Die Ausstellung analysiert anhand ausgewählter Bildwerke, welche Rolle die Kirchen in diesem Krieg gespielt haben. Deutlich wird dabei die Tätigkeit der Geistlichen als Militärseelsorger und die Verwendung von religiösen Motiven in einer Zeit des gegenseitigen Tötens, die zu Recht als eine der größten Katastrophen des 20. Jahrhunderts gesehen wird.


„Es ist erschütternd, zu sehen“, so der Kustos des Melanchthonhauses, Dr. Günter Frank, „wie alle Konfessionen in Europa, die katholische, altkatholische, lutherische, reformierte und orthodoxe Kirche zur Mobilisierung ihrer jeweiligen kriegführenden Mächte beigetragen haben. So ist z.B. unter katholischen Christen kaum bekannt, dass es eine Kriegs-Messe gab, die im Anschluss an die tridentinische Messe allgemein die Kriegsziele verherrlichte. Für den Gottesdienst freigegeben wurde diese Kriegs-Messe von allen deutschsprachigen Erzbischöfen zwischen Wien und Köln. Eigens beauftragte Künstler haben in dieser Kriegs-Messe Themen wie Opfer, Leiden, Ehre und Treue illustriert“.


Die Bedeutung der Ausstellungsreihe, an der sich Museen aus 22 Orten beteiligen, besteht darin, dass der Erste Weltkrieg aus verschiedenen nationalen, thematischen und regionalen Perspektiven beleuchtet wird. Bis heute werden die Jahre 1914 bis 1918 in den drei Ländern nämlich sehr unterschiedlich wahrgenommen. So gilt in der französischen Öffentlichkeit der Große Krieg, wie er im Französischen auch genannt wird, als das wichtigste Ereignis des 20. Jahrhunderts. In Deutschland und der Schweiz hingegen ist im öffentlichen Bewusstsein die Zeit des Nationalsozialismus deutlich gegenwärtiger.
Vor eineinhalb Jahren wurde im Rahmen des INTERREG-Projektes „Dreiländermuseum“ ein trinationales Netzwerk oberrheinischer Museen gegründet – ein in Europa einzigartiger grenzüberschreitend tätiger Museumsverbund, dem sich auch das Melanchthonhaus Bretten anschloss.

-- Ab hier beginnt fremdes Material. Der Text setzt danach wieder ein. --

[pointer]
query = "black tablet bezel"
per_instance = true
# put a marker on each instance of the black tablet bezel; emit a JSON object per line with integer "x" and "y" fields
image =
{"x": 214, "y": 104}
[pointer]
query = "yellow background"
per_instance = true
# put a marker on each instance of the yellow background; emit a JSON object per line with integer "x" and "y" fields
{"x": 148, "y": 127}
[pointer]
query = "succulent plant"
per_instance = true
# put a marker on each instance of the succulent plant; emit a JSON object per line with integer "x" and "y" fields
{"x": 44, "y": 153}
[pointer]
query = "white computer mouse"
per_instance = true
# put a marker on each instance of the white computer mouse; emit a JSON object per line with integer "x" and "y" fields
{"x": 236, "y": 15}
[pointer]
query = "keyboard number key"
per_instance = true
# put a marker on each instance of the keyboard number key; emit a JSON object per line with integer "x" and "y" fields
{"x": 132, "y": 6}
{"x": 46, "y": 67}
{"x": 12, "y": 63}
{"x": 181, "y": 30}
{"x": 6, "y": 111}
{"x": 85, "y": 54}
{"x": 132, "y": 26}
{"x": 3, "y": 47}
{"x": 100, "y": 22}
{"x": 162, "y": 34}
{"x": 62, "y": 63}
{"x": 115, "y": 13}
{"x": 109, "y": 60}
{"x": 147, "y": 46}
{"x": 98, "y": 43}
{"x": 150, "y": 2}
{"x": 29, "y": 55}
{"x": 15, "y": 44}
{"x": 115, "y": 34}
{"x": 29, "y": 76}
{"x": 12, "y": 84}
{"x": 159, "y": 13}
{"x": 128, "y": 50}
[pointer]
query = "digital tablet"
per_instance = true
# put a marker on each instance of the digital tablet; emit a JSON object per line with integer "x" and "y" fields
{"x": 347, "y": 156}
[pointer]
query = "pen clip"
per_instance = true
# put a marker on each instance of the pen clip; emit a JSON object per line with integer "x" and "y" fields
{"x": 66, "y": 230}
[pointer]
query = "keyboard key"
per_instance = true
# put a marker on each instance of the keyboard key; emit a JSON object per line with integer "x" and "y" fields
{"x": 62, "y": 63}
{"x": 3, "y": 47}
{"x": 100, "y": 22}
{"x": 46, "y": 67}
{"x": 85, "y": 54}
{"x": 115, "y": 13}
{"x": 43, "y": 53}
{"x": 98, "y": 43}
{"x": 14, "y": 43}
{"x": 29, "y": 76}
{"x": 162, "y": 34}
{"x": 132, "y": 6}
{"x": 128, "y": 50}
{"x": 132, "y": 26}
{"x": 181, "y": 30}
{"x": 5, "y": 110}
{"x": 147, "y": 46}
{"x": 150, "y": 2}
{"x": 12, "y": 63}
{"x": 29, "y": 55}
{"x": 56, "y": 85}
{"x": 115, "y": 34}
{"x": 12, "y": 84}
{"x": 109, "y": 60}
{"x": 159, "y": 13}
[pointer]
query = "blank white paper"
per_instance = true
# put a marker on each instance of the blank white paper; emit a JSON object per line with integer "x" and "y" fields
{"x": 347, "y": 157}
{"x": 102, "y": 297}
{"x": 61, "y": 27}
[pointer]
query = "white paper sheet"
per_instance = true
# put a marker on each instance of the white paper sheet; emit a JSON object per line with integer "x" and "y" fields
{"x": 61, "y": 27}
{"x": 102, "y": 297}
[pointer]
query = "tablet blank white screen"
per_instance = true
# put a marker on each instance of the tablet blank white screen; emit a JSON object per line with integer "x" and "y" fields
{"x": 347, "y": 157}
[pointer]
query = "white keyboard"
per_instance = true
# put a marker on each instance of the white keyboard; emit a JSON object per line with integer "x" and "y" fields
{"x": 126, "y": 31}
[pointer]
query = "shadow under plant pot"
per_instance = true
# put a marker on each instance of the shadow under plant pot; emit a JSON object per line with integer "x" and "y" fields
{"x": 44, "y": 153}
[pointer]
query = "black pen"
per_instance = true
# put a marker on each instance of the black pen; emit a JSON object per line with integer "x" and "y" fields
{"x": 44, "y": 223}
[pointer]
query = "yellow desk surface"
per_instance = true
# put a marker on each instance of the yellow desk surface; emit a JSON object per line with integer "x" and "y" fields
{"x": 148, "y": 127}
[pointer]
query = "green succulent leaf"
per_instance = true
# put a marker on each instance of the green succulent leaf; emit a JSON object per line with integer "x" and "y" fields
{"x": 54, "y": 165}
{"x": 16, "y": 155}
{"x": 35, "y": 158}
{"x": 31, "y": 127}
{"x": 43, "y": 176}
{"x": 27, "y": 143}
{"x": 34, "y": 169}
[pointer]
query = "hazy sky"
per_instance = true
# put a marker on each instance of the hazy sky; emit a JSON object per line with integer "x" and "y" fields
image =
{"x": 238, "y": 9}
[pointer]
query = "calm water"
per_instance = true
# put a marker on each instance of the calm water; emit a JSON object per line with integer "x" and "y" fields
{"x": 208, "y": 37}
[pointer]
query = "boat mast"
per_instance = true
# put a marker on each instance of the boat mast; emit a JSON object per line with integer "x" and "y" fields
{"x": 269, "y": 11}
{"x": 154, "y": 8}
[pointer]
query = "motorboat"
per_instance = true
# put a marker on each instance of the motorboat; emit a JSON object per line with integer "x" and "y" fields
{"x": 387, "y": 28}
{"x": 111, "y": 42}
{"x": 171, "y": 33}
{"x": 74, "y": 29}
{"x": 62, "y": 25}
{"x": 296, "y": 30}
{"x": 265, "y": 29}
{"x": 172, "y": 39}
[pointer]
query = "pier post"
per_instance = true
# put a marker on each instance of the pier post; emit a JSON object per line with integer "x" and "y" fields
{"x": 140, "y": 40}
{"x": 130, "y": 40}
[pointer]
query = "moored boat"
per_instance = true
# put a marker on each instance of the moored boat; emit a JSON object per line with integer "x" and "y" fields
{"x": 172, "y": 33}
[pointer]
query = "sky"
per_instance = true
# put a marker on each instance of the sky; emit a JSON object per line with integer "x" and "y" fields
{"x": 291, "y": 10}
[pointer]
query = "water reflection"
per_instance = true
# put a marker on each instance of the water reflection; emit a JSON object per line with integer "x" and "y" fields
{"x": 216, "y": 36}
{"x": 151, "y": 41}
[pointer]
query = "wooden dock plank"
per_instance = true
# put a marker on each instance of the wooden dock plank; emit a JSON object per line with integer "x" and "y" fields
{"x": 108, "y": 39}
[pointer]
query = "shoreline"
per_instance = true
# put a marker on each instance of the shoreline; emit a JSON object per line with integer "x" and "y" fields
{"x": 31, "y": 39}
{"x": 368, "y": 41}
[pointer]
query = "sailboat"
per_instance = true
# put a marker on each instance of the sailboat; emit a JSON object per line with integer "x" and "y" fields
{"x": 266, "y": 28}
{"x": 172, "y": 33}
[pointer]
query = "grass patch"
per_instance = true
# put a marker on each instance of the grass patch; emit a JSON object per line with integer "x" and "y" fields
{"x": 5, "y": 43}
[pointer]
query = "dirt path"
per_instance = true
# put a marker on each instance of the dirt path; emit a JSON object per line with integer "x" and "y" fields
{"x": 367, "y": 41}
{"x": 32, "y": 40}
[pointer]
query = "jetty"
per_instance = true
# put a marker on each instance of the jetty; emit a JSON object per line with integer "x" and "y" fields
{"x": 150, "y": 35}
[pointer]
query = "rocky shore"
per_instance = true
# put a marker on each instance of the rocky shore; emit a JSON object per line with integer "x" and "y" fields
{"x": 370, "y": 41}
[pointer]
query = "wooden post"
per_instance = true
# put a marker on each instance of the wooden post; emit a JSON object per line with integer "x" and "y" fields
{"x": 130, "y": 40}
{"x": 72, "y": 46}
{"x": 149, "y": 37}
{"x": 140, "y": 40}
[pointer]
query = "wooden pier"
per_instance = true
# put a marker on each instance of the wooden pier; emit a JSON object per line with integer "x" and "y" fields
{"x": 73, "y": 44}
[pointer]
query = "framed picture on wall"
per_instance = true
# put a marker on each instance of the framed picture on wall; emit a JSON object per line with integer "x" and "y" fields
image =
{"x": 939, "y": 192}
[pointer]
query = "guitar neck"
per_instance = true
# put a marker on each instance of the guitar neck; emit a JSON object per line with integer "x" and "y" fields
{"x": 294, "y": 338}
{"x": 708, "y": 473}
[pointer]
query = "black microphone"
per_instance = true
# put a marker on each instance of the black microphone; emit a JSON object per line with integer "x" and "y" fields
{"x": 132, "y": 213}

Das Netzwerk hat für die Ausstellungsreihe eigens eine Homepage eingerichtet, die einen schnellen Zugriff auf die Orte und Themen ermöglicht. Sie ist in deutscher und französischer Sprache abrufbar. Das Netzwerk oberrheinischer Museen plant über das Projekt zum Ersten Weltkrieg hinaus weitere Aktivitäten  zu alle drei Länder betreffenden historischen Ereignissen. Sie sollen zukünftig alle vier Jahre stattfinden. (www.netzwerk-museen.eu).